Basic necessities. This is something I take for granted; it's been ages since I've been miserably cold and wet, unless it was on a hike and a situation I chose to be in. There are many people around the world, more all the time, who don't have basic necessities, like food to eat, clean water to drink, and a roof over their heads. Last night, while I listened to the rain fall outside in the dark, I nestled into my warm bed and allowed gratitude to wash over me for the gift of abundance. I truly wish it were possible for everyone everywhere to have what I take for granted. At the very least, I can allow myself gratitude for my good fortune.

Sound body and mind. Anyone who reads my blog knows how important exercise is to me. I am incredibly grateful for a healthy body that allows me to run and jump and play outdoors. Even though I am a septuagenarian and have slowed down considerably from earlier years, I am able to exult in my good health and use the muscles I've got to stride through my days, rather than shuffle carefully from place to place. For the past few years my yoga practice has helped me to stretch and strengthen in ways I thought were behind me. My knees are in better shape than they were a year ago. Right now, I have no pain when traveling up or down steep hills. I thought my future would be all declining health, but it seems I was mistaken.

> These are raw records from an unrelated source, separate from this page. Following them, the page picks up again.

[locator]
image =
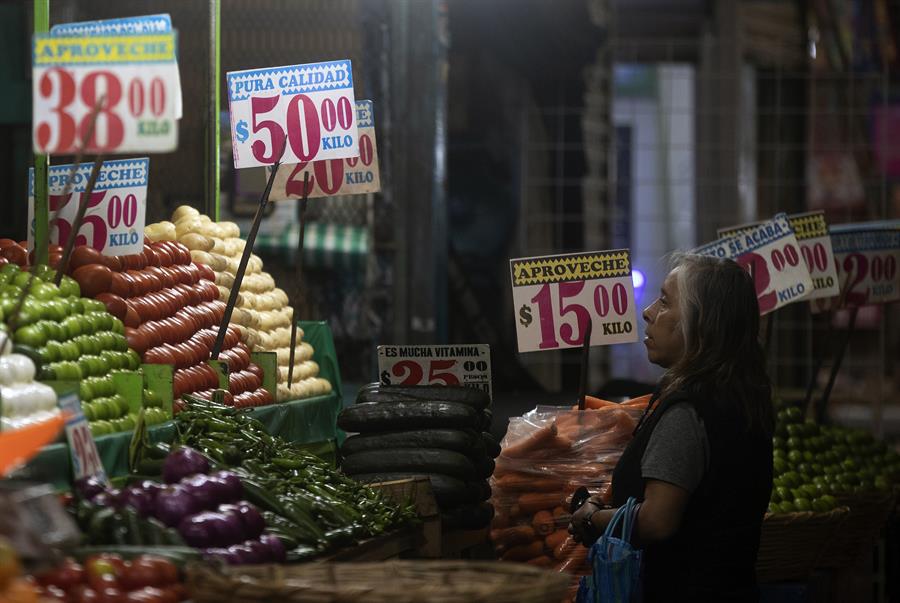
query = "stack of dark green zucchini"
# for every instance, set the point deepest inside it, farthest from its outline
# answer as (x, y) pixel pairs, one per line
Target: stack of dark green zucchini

I had such a good time on Vashon Island, and I learned that my ability to write down my thoughts is growing, rather than shrinking. I just finished Ann Lamott's book Bird by Bird, and I am enthusiastic about developing my own unique voice for the next season of writing. This blog also allows me to stretch myself into new pathways. This wonderful venue allows me to be grateful for a well functioning mind. To know that a new world of creative writing is available to me, well, how can I not be grateful for that?

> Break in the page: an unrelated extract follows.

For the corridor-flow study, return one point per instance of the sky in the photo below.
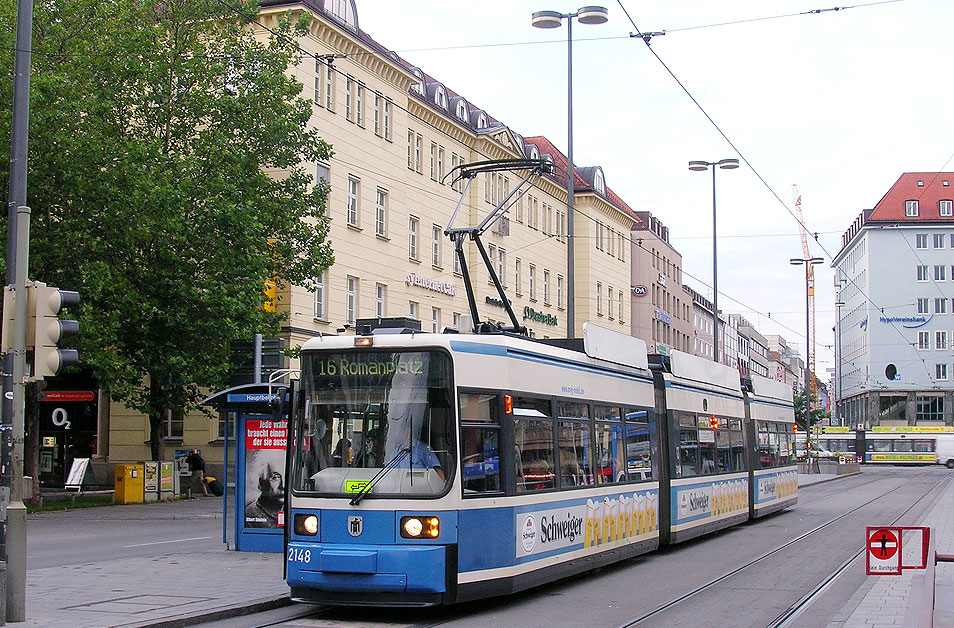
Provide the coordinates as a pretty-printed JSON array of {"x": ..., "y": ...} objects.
[{"x": 839, "y": 103}]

Friendship. Now that is a big topic, but one that makes a huge difference in my life. As I sit here in the dark with my laptop casting a dim light around the room, my partner asleep next to me, it is such a comfort just to share my life with such a good person. The coffee shop that beckons me is filled with familiar people whom I care deeply about. It's so wonderful to walk into the Y and see familiar faces and be greeted with smiles as I chat with my fellow exercise junkies about their lives. Many are acquaintances who might develop into friends outside of the gym. That's how I met my friend Judy years ago: in an exercise class, and we went out for coffee afterwards. The beginning of a deep friendship. Today we'll meet at the local independent theater to watch a documentary together. I am thankful for the friendships I've developed since moving to the Pacific Northwest nine years ago.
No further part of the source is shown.